I swallowed. “Yes, ma’am. Have a good day at work.”
“Thank you, Jack. I’ll see you tonight.” She left for the bus stop and I watched her go, feeling all heavy, like a cannonball. Even my feelings are relating to war, I thought, shivering, and biked down the road.
After receiving my load to deliver, I started down the road on my bike, trying to calm the beating of my heart. I felt about as ready to embark on this delivery as I would have been to embark on a war mission in Africa. My palms were sweating and the handlebars felt warm and sticky. I reached the first house.
My finger found the doorbell and I hesitantly pressed it twice in the well-known signal of a telegram. Heart thudding, I stepped back, waiting for a answer, the telegram in my sweaty palm.
In a moment, a nervous woman opened the door. “Yes?” Her voice was fearful, and her eyes darted from my face to the telegram, as if trying to discern what news I brought her.
I took a deep breath and handed her the envelope. “Telegram for Mrs. Stone.”
“Thank you,” she whispered, and shut the door.

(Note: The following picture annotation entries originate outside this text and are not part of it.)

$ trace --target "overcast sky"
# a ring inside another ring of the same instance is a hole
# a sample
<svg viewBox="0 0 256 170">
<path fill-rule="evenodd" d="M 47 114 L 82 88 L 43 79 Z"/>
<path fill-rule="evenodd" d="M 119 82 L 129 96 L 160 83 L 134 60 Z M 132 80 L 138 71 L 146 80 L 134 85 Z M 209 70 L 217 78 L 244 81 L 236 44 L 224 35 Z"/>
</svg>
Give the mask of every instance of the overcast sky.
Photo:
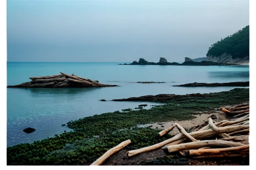
<svg viewBox="0 0 256 170">
<path fill-rule="evenodd" d="M 249 24 L 249 1 L 8 1 L 7 61 L 184 61 Z"/>
</svg>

I let out my breath in relief. At least I didn’t have to see her reaction to whatever was in that brown envelope. Mounting my bike, I started down the street, feeling the cool breeze flow refreshingly against my brown uniform shirt. The shirt was one of dad’s old ones, cut down to fit me.

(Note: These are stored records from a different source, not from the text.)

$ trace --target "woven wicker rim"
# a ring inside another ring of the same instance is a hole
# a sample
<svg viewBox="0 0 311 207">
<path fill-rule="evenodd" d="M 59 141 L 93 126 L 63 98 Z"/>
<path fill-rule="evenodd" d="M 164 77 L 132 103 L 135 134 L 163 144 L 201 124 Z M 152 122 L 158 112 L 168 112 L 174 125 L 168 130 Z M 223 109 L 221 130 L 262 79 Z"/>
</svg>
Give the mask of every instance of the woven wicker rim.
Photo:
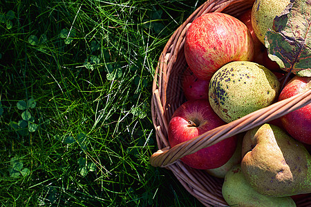
<svg viewBox="0 0 311 207">
<path fill-rule="evenodd" d="M 180 158 L 311 103 L 311 90 L 309 90 L 170 148 L 167 139 L 168 124 L 175 110 L 184 101 L 180 83 L 176 77 L 180 74 L 180 68 L 184 68 L 187 64 L 183 56 L 187 30 L 194 19 L 203 14 L 222 12 L 238 16 L 252 8 L 254 2 L 254 0 L 209 0 L 205 2 L 172 34 L 163 49 L 156 70 L 151 115 L 159 150 L 152 155 L 150 163 L 155 167 L 171 170 L 186 190 L 207 206 L 227 206 L 221 193 L 223 180 L 214 177 L 204 170 L 189 167 L 180 161 Z M 174 90 L 173 93 L 171 90 Z M 173 99 L 170 93 L 174 95 Z M 311 206 L 311 200 L 299 200 L 299 204 L 301 206 Z"/>
</svg>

Glancing around the street, I spotted Brad and another one of my friends, Gregory, walking down the street. I raised my hand and waved to them. To my surprise, they both just stared at me. Brad’s face was white and there was a touch of panic in Greg’s eyes.
I stopped my bike beside them. “Hello, fellows! What’s wrong?”
They took a step back at the same time, and it was then that I noticed their eyes were staring at my shirt, and my bag full of telegrams. My throat felt all choky as I remembered Brad’s face when he got the news about his da and I swallowed hard. “Ummm, well.... I guess I’ll see you both later.”
I could feel their eyes on my back as I pedaled off, and I could guess that Greg was hoping I would go nowhere near his house. Well, I had no telegrams for him or his mother, but even though I understood their fear, it hurt to see them look at me in that way.
Just like people would look at dad, I suddenly realized, screeching to a halt at a crossroad. Into my mind flashed the many times father and I had been together as he walked me to or from school, in his telegram uniform, and the looks people would give him. Not angry, exactly, but more fearful or uncertain.
I arrived at the next house with a sinking heart, for I knew the people who lived here. Dismounting, I walked slowly up the walkway onto the Smith’s front porch and rang the doorbell twice.
Mr. Smith answered, and for a moment seemed surprised to see me. “Jack! What are you--” Then he noticed my shirt. “Oh. I see you have a telegram.”
“Telegram for Mr. Smith,” I choked out.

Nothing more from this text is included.